日常

1day

第1話

SIDE kai。


「痛っ」



ピリッとした痛みの直後、指先に出来た傷から少し血が出てしまったのが見えた。



「カイさん!大丈夫?」


「大丈夫だよ青山ノア。これくらい痛くないよ」



放課後の部室。練習前の時間、青山の近くでスコアを整理していた俺は紙で切れてしまった指先を心配してくれる青山に苦笑した。


「あたし絆創膏持ってるから、指出して下さい」


ピンク色の可愛らしいポーチから、何やら可愛らしい絆創膏を出す青山。


「いや、大丈夫だよこれくらい」


なんだか照れ臭くなり髪をかこうとした手を取られ小さな手が俺の指先に絆創膏を巻いてくれた。


「ありがとな」


気恥ずかしさもあり短くお礼を言った俺に、青山ノアはいつも通りの人懐こい笑みを浮かべた。

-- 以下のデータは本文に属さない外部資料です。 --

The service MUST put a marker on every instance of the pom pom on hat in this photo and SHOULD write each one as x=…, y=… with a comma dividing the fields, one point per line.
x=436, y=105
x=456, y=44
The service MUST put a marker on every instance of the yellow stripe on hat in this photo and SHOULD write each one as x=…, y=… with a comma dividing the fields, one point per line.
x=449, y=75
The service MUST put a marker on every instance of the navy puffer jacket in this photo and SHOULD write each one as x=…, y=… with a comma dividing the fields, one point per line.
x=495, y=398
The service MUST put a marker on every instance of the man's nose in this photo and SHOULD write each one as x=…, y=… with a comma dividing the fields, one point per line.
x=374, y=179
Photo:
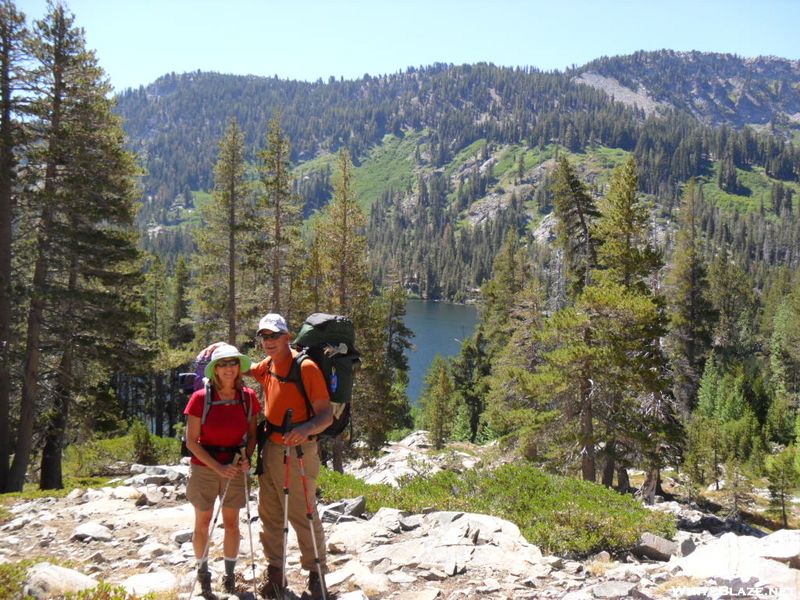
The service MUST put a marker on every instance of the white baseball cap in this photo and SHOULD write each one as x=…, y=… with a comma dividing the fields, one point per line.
x=273, y=322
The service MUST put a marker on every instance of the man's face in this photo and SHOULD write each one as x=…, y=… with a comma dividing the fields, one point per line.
x=275, y=344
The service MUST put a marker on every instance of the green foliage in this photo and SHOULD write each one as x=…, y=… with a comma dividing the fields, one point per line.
x=93, y=456
x=105, y=591
x=783, y=477
x=560, y=515
x=143, y=447
x=12, y=580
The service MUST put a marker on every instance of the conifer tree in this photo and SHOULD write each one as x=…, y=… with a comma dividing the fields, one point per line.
x=783, y=477
x=346, y=289
x=691, y=314
x=437, y=408
x=182, y=331
x=84, y=272
x=784, y=366
x=281, y=214
x=222, y=244
x=13, y=37
x=575, y=210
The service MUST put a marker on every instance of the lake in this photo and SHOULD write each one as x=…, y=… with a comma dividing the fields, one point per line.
x=439, y=329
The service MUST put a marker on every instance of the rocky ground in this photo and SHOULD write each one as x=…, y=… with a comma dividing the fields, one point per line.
x=137, y=535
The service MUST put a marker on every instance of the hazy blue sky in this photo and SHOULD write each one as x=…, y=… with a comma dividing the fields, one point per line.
x=137, y=41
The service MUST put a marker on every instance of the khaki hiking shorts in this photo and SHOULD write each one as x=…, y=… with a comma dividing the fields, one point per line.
x=205, y=486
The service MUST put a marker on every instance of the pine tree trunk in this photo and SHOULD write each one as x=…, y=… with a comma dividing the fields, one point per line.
x=27, y=413
x=610, y=463
x=338, y=454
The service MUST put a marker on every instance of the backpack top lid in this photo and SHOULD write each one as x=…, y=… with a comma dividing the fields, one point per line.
x=324, y=328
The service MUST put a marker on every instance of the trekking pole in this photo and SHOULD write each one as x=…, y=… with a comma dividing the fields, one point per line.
x=287, y=425
x=250, y=530
x=214, y=522
x=310, y=515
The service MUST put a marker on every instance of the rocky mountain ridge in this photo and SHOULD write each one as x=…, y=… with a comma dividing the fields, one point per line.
x=137, y=536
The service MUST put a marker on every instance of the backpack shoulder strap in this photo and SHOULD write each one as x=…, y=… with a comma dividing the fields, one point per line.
x=297, y=367
x=207, y=400
x=295, y=376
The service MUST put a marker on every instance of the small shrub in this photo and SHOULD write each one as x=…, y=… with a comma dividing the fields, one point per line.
x=562, y=516
x=12, y=580
x=144, y=451
x=105, y=591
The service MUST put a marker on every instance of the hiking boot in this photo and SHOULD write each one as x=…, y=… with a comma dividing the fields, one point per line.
x=273, y=587
x=205, y=585
x=316, y=586
x=229, y=584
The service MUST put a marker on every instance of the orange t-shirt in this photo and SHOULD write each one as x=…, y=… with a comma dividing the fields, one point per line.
x=279, y=397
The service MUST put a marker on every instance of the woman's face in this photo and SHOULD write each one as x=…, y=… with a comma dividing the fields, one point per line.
x=227, y=370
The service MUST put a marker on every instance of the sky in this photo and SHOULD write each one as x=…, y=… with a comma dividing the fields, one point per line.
x=137, y=41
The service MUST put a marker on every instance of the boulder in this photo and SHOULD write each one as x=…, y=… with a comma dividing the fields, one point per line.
x=45, y=580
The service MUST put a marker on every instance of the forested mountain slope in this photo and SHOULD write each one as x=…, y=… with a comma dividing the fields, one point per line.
x=445, y=146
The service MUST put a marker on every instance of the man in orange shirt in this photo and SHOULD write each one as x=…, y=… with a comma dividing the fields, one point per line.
x=282, y=394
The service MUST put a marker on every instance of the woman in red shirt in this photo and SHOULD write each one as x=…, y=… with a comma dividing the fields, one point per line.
x=222, y=438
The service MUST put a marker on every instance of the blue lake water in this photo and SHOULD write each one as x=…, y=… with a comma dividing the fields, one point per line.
x=439, y=329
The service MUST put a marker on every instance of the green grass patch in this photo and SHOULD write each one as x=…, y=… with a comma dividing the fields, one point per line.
x=562, y=516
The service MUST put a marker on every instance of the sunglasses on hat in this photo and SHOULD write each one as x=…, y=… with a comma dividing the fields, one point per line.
x=271, y=336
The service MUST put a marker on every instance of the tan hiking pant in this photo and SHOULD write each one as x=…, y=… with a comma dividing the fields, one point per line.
x=270, y=504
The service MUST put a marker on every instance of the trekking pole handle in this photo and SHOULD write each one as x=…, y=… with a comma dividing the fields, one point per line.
x=287, y=420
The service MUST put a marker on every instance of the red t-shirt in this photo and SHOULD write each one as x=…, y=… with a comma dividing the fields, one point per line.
x=226, y=424
x=279, y=397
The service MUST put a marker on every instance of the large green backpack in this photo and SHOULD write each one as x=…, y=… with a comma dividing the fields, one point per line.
x=329, y=340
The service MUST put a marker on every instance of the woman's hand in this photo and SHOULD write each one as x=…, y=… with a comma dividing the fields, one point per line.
x=228, y=471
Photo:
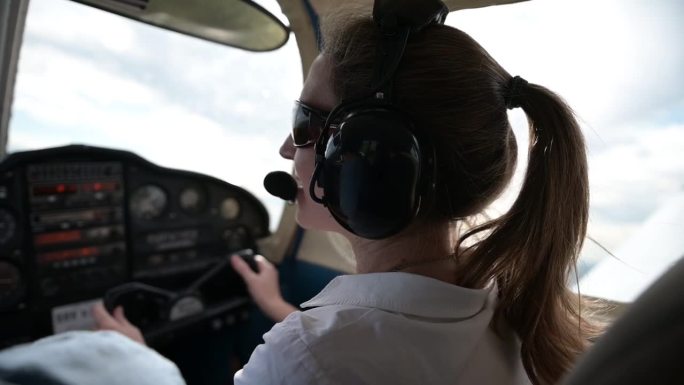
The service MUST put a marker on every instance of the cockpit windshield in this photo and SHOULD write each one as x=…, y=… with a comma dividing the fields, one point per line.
x=91, y=77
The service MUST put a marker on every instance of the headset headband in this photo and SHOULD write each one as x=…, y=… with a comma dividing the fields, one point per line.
x=376, y=170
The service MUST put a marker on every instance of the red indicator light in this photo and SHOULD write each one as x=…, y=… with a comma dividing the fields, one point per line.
x=59, y=237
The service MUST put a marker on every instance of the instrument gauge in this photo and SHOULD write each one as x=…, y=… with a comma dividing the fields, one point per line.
x=230, y=208
x=192, y=200
x=148, y=202
x=8, y=226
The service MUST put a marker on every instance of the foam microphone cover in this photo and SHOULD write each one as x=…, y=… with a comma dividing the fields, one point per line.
x=281, y=184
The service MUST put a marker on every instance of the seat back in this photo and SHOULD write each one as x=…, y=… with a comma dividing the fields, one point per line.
x=645, y=345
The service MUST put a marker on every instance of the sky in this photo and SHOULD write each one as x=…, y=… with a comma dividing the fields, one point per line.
x=89, y=77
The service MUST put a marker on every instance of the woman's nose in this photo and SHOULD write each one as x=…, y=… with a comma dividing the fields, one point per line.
x=287, y=149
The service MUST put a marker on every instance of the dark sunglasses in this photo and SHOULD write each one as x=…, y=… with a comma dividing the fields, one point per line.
x=307, y=125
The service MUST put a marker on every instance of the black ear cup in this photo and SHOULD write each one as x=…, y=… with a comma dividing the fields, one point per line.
x=375, y=169
x=372, y=175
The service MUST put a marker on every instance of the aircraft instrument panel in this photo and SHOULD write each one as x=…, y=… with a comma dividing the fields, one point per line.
x=77, y=221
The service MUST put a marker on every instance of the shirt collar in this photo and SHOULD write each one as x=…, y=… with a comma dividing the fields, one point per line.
x=404, y=293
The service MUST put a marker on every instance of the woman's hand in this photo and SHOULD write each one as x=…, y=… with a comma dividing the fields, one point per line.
x=118, y=322
x=263, y=287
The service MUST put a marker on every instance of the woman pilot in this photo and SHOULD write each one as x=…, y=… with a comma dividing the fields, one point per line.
x=434, y=301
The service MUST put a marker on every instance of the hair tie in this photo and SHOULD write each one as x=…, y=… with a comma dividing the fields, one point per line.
x=515, y=92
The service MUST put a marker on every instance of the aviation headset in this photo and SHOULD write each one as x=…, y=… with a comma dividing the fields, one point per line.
x=377, y=171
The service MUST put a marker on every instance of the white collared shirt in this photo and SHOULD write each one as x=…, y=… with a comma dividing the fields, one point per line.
x=388, y=328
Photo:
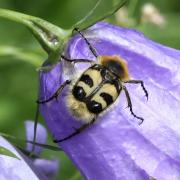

そんな俺は、ギラギラと光る三つの視線を背中に感じて苦笑した。




「おい」

「ノア」

「青山」




一斉に口を開く3名。


さっきまでギターを触ったりお菓子を食べたり携帯をいじったり好き放題していたくせに、


どうしてそういった嗅覚ばかりは効くのだろうと俺は呆れる。